Hesabına 27 Ocak 2010-17 Haziran 2011 tarihlerinde 6 bin 910 lira burs adı altında para yatırılan M.A.Ç. de 2008'de Erciyes Üniversitesi Matematik Bölümünü kazandığı için Kayseri'ye geldiğini beyan etti.
Kayseri'de Fetullah Gülen cemaatine ait evlerde kaldığını ve ilk yıllarda 150, sonrasında ise 240 lira civarında para ödediğini vurgulayan M.A.Ç, şu ifadeleri kullandı:
"Kaldığım cemaat evindeki "abi" diye tabir ettiğimiz şahıslardan şu an ismini hatırlamadığım, zaten isimlerinin de takma isim olabileceğini düşündüğüm biri bana 2010 yılında Bank Asyada hesap açtırmamı istedi. Bende bunun üzerine bu bankadan hesap açtırdım. Aradan ortalama bir yıl geçtikten sonra aynı şahıslar bana tekrar bir hesap daha açtırdılar. Açtırmış olduğum hesapların numaralarını hatırlamıyorum. Açtırdığım hesaplardan ilk yıl birisine, ikinci yıl ise diğer hesabıma Kılıçaslan Eğitim Vakfından burs yatardı. Ben bu bursu çekerek getirip ikamet abisi olan şahsa elden veriyordum. Ayrıca kaldığım ikametler için gider tarzında ödeme de yapıyorduk. Ben bizzat Kılıçaslan Eğitim Vakfına giderek burs talebinde bulunmadım."
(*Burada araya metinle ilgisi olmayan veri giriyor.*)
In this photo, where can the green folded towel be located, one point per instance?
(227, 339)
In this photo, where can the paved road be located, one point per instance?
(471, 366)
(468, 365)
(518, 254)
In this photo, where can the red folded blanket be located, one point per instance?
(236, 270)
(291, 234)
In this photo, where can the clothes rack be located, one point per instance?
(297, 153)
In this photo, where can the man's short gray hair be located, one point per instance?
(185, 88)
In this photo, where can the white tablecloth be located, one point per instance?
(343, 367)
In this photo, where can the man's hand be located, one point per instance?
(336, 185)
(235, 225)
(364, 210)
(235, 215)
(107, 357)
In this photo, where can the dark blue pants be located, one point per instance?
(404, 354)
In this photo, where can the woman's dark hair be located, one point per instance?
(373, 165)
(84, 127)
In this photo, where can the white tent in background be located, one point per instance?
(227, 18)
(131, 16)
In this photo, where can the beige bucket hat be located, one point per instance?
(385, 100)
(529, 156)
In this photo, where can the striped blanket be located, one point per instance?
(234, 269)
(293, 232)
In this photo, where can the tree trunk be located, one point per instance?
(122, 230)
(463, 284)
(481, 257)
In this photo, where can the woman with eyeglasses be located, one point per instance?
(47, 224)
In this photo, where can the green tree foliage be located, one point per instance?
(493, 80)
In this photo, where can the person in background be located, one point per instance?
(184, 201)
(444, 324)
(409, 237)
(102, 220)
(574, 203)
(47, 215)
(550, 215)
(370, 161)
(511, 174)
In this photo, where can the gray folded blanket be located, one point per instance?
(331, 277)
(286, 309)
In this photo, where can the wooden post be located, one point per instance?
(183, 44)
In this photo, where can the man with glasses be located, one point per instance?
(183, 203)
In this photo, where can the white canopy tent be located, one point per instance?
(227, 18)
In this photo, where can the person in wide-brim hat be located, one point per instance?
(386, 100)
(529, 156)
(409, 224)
Bursların çekildiği ATM'lerin güvenlik kameralarından elde edilen görüntülerden birçok öğrencinin parasının açık kimliği tespit edilemeyen aynı kişi tarafından çekildiği belirlendi.
117 bin lira bursu FETÖ almış
Mevcut deliller ve kriminal incelemeler sonucu, burs başvuru formları ve bankacılık sözleşmelerindeki imzaların öğrencilere ait olmasına rağmen yazı ve rakamların kendilerine ait olmadığı, bu formların FETÖ/PDY mensuplarınca doldurularak öğrencilere imzalatıldığı ve vakıf tarafından bu öğrencilere düzenli burs yatırılmasının sağlandığının değerlendirildiği vurgulanan iddianamede, vakıfça öğrencilere verilmiş gibi gösterilen ancak gerçekte FETÖ/PDY üyelerince alındığı değerlendirilen burs miktarının 117 bin 665 lira olduğu bilgisine yer verildi.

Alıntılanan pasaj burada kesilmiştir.